Click the Save icon () to add the box plot to the Statistics tab.

Univariate Graphs

Univariate graphs plot a single data series.

This type of chart option will also appear in the Statistics options as Interval Length Statistics, Compositing Interval Lengths, Estimation Values Univariate, Decluster Weights Univariate or Decluster Values Univariate, some with an additional Input Values section.

Where a Values dropdown is available, select from the data input values in the dropdown list.

If there is a Statistics weighting field, choose <None> or an available weighting type from the dropdown list.

If there is a Decluster weighting fields, choose <None> or one of the declustering weight options available in the dropdown list.

There are several different visualisation options. Histogram shows a probability density function for the values, and Cumulative Histogram shows a cumulative distribution function for the values as a line graph.

There are three options that show the charts with a log scale in the X-axis:

Select Histogram and enable Histogram of the log to see the value distribution with a log scale X-axis.
Select Cumulative histogram and enable Histogram of the log to see a cumulative distribution function for the values with a log scale X-axis.
Log probability is a log-log weighted cumulative probability distribution line chart.

Percentage is used to change the Y-axis scale from a length-weighted scale to a percentage scale.

Bin width changes the size of the histogram bins used in the plot.

The Box Plot options control the appearance of the box plot drawn under the primary chart. The whiskers extend out to lines that mark the extents you select, which can be the Min/max whiskers, the Inner fence whiskers or the Outer fence whiskers. Inner and outer values are defined as being 1.5 times the interquartile range and 3 times the interquartile range respectively.

Some univariate graphs may include a Filtering section. Here is where a Query filter defined for the dataset can be selected.

There may also be a Categories list where category columns can be added by clicking the Add button (), then selecting a category data column from the left dropdown list, and choosing specific category values from the right dropdown list.

There is also an Include Null Values option, which allows you to include values in a chart even though there are missing values in a certain category data column, instead of filtering the data row out.

The Limits fields control the ranges for the X-axis and Y-axis. Select Automatic X axis limits and/or Automatic Y axis limits to get the full range required for the chart display. Untick these and manually adjust the X limits and/or Y limits to constrain the chart to a particular region of interest. This can effectively be used to zoom the chart.

The bottom left corner of the chart displays a table with a comprehensive set of statistical measures for the dataset.

Some of the univariate charts have a Save icon () that adds the chart to the Statistics tab.

Comparison Histograms

Comparison histograms are used for compositing and declustering statistics, with the options Compositing Comparison and Declustering Comparison respectively. They feature a double histogram, one displaying the distribution of the raw data and one displaying the distribution of the data after processing. This enables comparison of the two distributions of the same element before and after the data transformation. Impacts on the symmetry of distributions will be evident.
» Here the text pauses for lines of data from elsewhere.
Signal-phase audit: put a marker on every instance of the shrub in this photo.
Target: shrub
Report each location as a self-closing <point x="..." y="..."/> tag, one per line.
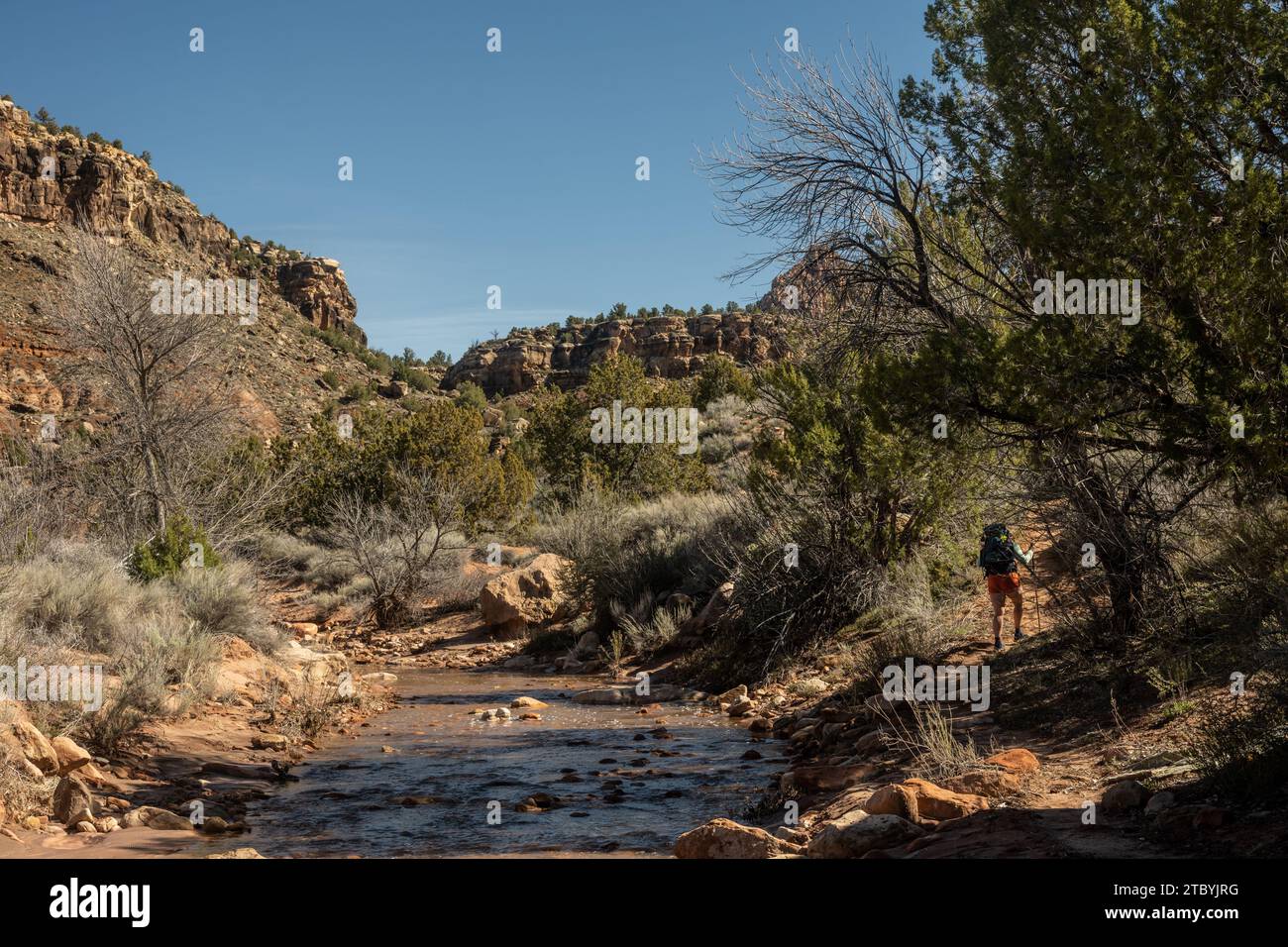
<point x="720" y="376"/>
<point x="170" y="551"/>
<point x="622" y="554"/>
<point x="167" y="667"/>
<point x="75" y="592"/>
<point x="395" y="544"/>
<point x="561" y="438"/>
<point x="441" y="440"/>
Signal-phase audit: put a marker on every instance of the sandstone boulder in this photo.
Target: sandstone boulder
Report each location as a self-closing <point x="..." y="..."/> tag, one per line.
<point x="158" y="818"/>
<point x="72" y="801"/>
<point x="69" y="757"/>
<point x="894" y="799"/>
<point x="1125" y="796"/>
<point x="1018" y="761"/>
<point x="35" y="746"/>
<point x="526" y="596"/>
<point x="858" y="832"/>
<point x="936" y="802"/>
<point x="721" y="838"/>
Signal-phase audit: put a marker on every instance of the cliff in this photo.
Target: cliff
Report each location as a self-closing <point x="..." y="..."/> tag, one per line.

In the Histogram settings, you can choose between Inverted graphs, as shown in the image above, or Side by side graphs where the data for each histogram bin is shown in the traditional histogram style.Bin width changes the size of the histogram bins used in the plot.Percentage is used to change the Y-axis scale from a length-weighted scale to a percentage scale.

The declustering comparison chart will also have Input Values options where the Declustered values and Statistic weighting options can be selected from the dropdown lists:

The bottom left corner of the chart displays a table with a comprehensive set of statistical measures for the dataset.